3 weeks postpartum now and the recovery has gone rather well, especially when I consider how little sleep we got the week of my labor... and then the first week with the baby. My incision does bother me still and there are other physical difficulties... but it's all within the realm of normal, and every day is a little better.
I am incredibly thankful for my family who supported me throughout such a long labor, and to my midwives who allowed me (and encouraged me) to try everything within their power for a natural delivery. I am thankful for the hospital, too, and the backup OB who also kept my goals for natural birth in mind. I am also thankful for my little boy, who stuck it out for more than 70 hours before showing signs of distress!
That said, although the effort was valiant and I know a c-section was necessary.... I am surprised by my conflicting emotions about it, especially my sadness. Ultimately I feel like I wasn’t present for the birth… like I missed it! After 72 hours... I missed it! And, also-- while I know this is completely irrational— I feel like my labor didn’t count, that it was a big waste. 72 hours of labor when all it took was a 22 minute c-section?! It just blows my mind.

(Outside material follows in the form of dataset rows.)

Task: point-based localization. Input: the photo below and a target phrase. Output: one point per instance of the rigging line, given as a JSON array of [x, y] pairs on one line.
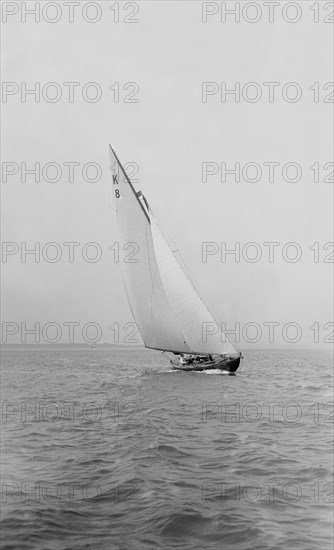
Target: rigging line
[[129, 182], [175, 318], [190, 279]]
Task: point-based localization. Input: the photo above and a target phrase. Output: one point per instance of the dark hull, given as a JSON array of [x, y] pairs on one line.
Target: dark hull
[[228, 365]]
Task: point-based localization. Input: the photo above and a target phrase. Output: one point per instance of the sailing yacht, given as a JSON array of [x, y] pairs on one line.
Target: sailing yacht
[[169, 313]]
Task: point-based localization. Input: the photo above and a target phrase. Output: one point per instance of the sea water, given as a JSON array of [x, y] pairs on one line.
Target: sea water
[[114, 450]]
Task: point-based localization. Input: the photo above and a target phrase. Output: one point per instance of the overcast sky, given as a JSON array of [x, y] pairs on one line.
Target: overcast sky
[[169, 133]]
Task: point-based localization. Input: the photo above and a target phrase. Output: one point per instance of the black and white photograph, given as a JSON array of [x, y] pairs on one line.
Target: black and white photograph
[[167, 257]]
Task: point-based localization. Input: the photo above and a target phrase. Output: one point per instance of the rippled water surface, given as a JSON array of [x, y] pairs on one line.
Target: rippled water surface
[[112, 449]]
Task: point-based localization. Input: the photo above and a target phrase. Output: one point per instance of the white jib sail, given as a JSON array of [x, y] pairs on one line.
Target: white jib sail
[[147, 298], [201, 331], [167, 309]]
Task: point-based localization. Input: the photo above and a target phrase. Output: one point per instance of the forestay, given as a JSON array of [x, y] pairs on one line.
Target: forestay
[[167, 309]]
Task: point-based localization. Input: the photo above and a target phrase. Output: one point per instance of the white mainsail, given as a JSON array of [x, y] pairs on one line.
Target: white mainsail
[[169, 313]]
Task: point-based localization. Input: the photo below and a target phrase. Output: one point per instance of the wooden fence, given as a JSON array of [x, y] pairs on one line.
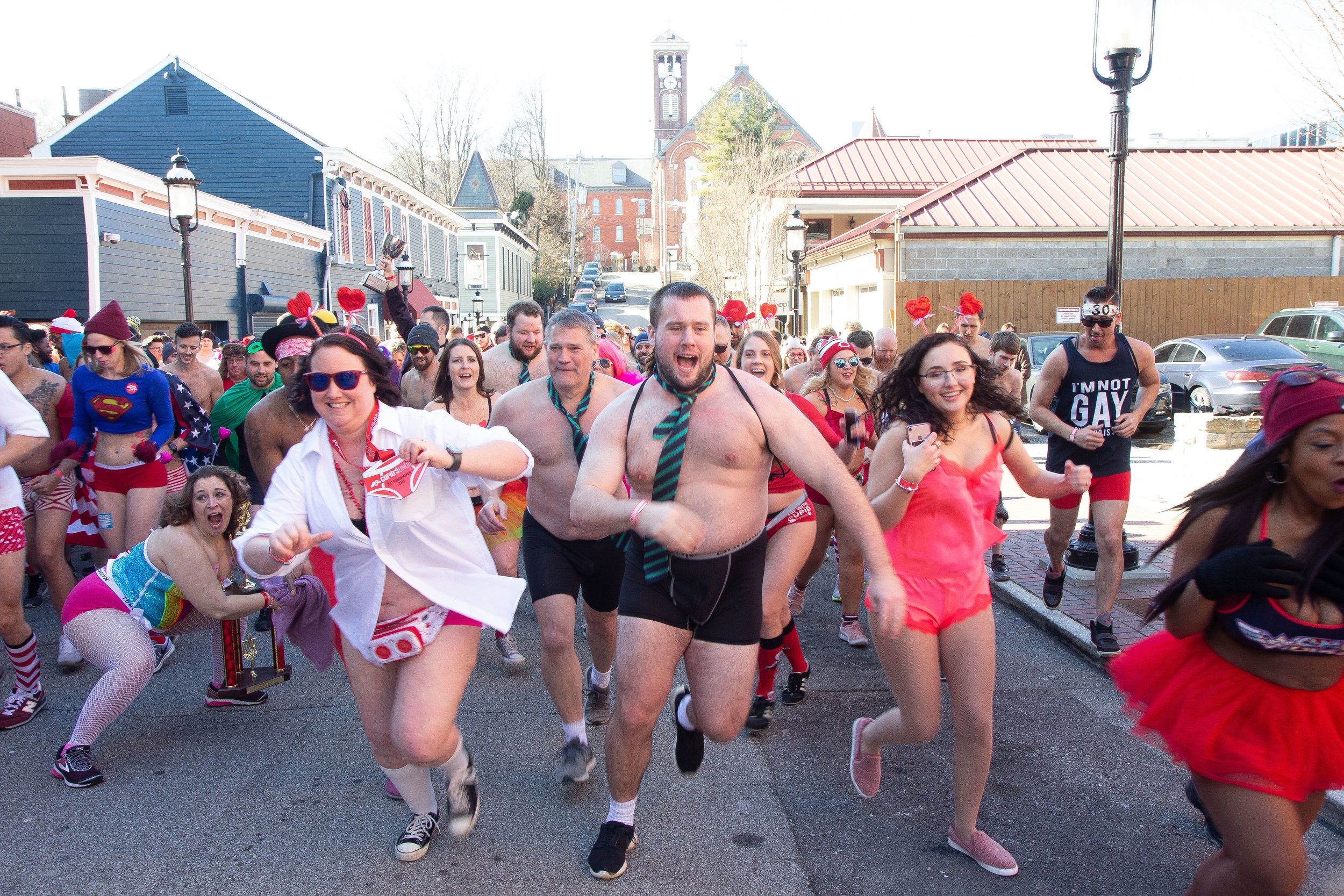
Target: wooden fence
[[1154, 310]]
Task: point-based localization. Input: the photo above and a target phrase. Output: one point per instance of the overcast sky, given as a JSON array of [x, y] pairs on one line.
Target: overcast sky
[[952, 69]]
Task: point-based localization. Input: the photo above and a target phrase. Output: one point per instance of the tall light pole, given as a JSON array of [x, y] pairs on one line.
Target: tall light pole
[[795, 241], [182, 217]]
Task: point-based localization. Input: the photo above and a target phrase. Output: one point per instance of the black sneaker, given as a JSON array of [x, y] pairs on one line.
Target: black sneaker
[[464, 802], [796, 690], [1054, 590], [414, 841], [690, 743], [1104, 639], [1210, 828], [999, 567], [762, 711], [74, 766], [606, 859]]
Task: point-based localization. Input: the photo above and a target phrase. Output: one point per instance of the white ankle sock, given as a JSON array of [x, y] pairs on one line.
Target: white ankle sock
[[623, 813], [414, 786], [576, 730]]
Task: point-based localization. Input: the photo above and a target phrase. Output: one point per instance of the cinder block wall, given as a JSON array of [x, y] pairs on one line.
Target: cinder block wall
[[1144, 259]]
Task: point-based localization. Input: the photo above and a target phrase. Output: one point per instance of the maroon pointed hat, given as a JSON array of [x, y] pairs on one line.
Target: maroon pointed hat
[[111, 323]]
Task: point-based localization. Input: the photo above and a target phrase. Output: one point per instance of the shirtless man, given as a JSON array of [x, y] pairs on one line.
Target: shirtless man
[[700, 526], [418, 382], [47, 494], [205, 382], [557, 558]]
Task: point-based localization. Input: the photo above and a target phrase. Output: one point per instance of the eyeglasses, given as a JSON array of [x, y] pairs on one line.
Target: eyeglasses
[[345, 381], [961, 371]]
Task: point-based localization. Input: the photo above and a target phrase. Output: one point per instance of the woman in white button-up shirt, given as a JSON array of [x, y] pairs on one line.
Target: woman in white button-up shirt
[[423, 570]]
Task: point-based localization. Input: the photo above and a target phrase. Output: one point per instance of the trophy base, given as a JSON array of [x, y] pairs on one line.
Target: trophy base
[[253, 680]]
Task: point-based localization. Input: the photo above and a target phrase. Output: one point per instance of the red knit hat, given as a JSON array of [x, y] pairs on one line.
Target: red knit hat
[[1291, 407], [111, 323]]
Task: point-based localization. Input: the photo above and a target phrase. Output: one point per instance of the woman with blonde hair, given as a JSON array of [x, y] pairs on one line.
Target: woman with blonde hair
[[843, 385]]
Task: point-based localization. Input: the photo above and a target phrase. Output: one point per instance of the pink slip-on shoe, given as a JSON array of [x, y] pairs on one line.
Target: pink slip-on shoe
[[988, 855], [864, 768]]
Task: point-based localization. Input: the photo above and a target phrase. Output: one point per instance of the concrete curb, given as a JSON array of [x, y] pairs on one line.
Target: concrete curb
[[1073, 634]]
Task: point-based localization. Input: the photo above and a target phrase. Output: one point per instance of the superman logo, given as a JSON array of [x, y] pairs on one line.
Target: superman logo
[[111, 407]]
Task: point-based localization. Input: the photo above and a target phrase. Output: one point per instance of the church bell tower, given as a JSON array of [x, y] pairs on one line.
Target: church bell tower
[[670, 114]]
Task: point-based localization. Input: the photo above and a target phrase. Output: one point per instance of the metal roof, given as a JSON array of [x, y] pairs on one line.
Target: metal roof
[[1203, 190], [909, 166]]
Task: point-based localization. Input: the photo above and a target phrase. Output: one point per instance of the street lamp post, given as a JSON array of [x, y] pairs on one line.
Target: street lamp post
[[795, 240], [182, 217]]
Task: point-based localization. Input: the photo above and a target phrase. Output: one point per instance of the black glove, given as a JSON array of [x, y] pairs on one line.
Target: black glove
[[1249, 569]]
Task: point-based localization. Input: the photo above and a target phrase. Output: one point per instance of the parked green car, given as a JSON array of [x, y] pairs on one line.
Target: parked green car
[[1316, 332]]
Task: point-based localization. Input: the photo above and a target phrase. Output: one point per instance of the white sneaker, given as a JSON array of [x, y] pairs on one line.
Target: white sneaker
[[69, 657]]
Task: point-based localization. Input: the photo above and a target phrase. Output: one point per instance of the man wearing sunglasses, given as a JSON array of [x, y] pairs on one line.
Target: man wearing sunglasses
[[1086, 401]]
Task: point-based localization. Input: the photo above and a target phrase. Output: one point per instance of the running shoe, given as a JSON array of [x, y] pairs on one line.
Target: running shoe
[[999, 567], [796, 691], [414, 841], [213, 699], [464, 801], [690, 743], [988, 855], [68, 656], [597, 701], [1054, 590], [74, 766], [1210, 828], [163, 649], [574, 762], [1104, 639], [606, 859], [761, 714], [864, 768], [851, 632], [20, 707], [509, 649]]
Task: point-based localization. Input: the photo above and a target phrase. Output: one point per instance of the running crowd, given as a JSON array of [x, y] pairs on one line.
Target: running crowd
[[679, 486]]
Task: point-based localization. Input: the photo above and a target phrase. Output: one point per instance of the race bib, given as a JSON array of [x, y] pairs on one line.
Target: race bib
[[393, 478]]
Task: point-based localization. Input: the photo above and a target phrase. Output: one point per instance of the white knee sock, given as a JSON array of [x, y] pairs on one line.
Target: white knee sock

I've started to see it a little differently by thinking of my long labor as an extended birthday party for our little boy. We were all gathered together and so excited for the arrival of our little one, and there were some really special moments tucked amidst those 72 hours-- everything from hanging the IV bags from the chandelier, driving back and forth for our NSTs... puking in the neighbor's yards.... etc, etc. It's just taking me few weeks to decipher the blur.